Nesse ponto, Linton acordou do seu cochilo e, com uma expressão de
terror, perguntou se alguém tinha chamado o seu nome.
— Não — respondeu Catherine. — Só se tiver sido em sonhos. Não
posso entender como é que você pode cochilar no meio do campo, e de
manhã.
— Pareceu-me ouvir o meu pai — arquejou ele. — Tem certeza de que
ninguém me chamou?
— Certeza absoluta — replicou sua prima. — Só eu e Ellen é que
estávamos falando, sobre o seu estado de saúde. Você está mesmo melhor do
que da última vez em que nos vimos, no inverno? Sente-se mais forte? Porque
uma coisa, pelo menos, não me parece mais forte. . . o seu afeto por mim.

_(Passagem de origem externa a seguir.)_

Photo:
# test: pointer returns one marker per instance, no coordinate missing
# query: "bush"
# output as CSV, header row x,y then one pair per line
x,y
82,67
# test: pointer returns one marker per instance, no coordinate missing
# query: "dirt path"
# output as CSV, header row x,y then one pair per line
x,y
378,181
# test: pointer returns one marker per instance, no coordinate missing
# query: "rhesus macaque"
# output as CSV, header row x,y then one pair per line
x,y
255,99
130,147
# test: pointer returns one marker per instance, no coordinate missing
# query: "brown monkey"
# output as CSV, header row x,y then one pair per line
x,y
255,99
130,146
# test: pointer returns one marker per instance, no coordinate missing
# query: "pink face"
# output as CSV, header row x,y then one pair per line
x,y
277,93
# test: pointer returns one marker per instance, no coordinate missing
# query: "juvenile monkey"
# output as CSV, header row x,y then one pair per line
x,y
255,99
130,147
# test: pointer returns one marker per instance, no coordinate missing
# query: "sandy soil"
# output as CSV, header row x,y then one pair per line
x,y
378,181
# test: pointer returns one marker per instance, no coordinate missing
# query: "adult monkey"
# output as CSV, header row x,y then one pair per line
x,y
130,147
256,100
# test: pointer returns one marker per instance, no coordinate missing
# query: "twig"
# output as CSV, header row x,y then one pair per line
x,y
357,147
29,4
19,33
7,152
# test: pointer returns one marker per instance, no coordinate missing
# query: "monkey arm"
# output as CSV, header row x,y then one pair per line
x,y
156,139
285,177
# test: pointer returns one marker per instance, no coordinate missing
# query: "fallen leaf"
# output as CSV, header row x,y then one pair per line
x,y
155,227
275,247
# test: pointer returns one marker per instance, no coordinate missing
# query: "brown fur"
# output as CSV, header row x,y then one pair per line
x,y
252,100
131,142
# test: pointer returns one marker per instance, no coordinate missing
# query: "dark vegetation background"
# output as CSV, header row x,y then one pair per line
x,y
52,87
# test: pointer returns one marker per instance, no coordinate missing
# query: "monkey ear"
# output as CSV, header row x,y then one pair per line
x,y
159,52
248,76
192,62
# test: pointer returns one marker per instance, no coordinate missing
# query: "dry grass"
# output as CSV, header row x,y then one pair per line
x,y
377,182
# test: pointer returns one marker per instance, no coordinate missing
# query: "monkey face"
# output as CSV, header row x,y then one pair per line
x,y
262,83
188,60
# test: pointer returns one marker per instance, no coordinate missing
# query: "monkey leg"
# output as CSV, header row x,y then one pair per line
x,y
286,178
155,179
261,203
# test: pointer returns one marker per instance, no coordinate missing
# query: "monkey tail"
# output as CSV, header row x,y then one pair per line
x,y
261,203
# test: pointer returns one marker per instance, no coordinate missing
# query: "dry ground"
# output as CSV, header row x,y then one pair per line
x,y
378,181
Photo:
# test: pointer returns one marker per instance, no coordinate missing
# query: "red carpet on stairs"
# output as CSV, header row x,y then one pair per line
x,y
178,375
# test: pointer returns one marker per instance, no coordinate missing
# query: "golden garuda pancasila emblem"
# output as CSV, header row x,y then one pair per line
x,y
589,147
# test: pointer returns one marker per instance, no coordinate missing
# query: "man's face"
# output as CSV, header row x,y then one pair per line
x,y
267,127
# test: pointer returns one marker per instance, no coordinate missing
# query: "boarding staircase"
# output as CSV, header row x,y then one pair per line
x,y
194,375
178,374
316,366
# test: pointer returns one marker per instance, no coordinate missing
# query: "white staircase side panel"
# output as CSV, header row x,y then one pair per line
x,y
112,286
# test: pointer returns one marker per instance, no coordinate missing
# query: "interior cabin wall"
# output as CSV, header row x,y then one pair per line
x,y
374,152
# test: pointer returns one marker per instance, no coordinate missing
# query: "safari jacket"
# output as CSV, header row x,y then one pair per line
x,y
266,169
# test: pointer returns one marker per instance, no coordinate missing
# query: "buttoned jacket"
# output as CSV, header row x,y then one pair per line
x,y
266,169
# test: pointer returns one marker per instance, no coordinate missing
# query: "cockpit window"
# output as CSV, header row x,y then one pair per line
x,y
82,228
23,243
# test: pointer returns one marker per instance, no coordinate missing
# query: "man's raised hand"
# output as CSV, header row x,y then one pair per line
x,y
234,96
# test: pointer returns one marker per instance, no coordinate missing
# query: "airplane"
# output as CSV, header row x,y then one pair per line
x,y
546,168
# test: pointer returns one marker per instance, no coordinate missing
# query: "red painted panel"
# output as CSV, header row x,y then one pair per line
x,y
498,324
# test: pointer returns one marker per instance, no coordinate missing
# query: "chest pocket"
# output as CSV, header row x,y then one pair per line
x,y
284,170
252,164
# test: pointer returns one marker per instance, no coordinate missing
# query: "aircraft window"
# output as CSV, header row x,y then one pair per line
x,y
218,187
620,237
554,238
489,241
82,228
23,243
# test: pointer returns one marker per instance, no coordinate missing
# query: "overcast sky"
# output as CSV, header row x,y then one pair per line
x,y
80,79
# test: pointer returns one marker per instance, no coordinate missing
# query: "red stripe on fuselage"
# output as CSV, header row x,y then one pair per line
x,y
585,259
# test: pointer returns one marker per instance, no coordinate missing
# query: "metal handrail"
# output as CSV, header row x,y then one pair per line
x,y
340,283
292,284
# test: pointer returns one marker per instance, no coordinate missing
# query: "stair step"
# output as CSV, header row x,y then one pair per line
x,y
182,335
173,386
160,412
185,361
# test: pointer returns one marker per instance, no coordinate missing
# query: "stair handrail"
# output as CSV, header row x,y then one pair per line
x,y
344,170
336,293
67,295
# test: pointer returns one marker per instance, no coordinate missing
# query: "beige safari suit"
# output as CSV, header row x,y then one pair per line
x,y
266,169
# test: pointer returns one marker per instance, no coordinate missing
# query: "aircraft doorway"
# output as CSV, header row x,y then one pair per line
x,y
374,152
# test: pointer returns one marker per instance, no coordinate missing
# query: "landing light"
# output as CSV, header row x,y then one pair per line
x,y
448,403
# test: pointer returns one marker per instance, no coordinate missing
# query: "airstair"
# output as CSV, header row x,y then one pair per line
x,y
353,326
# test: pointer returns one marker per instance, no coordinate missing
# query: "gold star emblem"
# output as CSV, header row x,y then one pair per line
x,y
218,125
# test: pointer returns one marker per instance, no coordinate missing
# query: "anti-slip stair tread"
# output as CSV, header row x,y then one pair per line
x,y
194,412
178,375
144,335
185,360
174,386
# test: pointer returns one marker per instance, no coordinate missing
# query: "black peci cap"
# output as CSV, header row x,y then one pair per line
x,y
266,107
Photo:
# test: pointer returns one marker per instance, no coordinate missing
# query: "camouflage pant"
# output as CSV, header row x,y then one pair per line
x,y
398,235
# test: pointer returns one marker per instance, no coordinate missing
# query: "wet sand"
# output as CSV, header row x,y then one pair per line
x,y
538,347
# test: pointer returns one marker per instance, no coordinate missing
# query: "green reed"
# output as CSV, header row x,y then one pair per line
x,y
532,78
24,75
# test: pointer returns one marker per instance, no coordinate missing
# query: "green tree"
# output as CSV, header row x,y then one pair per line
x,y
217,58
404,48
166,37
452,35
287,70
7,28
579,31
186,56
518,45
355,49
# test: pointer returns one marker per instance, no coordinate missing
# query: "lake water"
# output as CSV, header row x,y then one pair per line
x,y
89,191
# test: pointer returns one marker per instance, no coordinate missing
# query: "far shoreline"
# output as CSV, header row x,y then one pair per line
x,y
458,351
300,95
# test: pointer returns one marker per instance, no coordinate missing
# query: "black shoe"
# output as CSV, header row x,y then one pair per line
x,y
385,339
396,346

Diga-me. . . Você está mesmo melhor?
As lágrimas brotaram dos olhos de Linton, ao mesmo tempo em que
ele respondia: — Estou, sim, estou! — E, ainda sob o impacto da voz imaginária, seu olhar errava para cima e para baixo, à procura de quem falara.
Cathy levantou-se. — Por hoje, temos de ir embora — declarou. — Não
escondo que fiquei muito decepcionada com este nosso encontro, embora
não vá dizer nada a ninguém. . . e olhe que não tenho medo do Sr.
Heathcliff!
— Fale baixo! — murmurou Linton. — Pelo amor de Deus, fale baixo!
Ele está vindo. — E agarrou-se ao braço de Catherine, tentando detê-la; mas,
ao ouvir aquilo, ela se apressou a chamar Minny, que lhe obedecia como se
fosse um cão.
— Voltarei na próxima quinta-feira! — gritou, pulando para a sela. —
Até lá! Depressa, Ellen!
E assim o deixamos, quase sem se dar conta da nossa partida, tão aflito
estava ele com a aproximação do pai.
Antes de chegarmos a casa, a frustração de Catherine já se transformara
num perplexo sentimento de pena e de dúvida quanto ao estado físico e social
de Linton — dúvida que também eu partilhava, embora a aconselhasse a não
fazer comentários, pois um segundo encontro nos daria melhores bases para
julgar. Meu amo pediu que lhe relatássemos o encontro. Cathy transmitiu-lhe
os agradecimentos do primo e pouco falou do resto; eu também, pois não
sabia o que ocultar e o que revelar.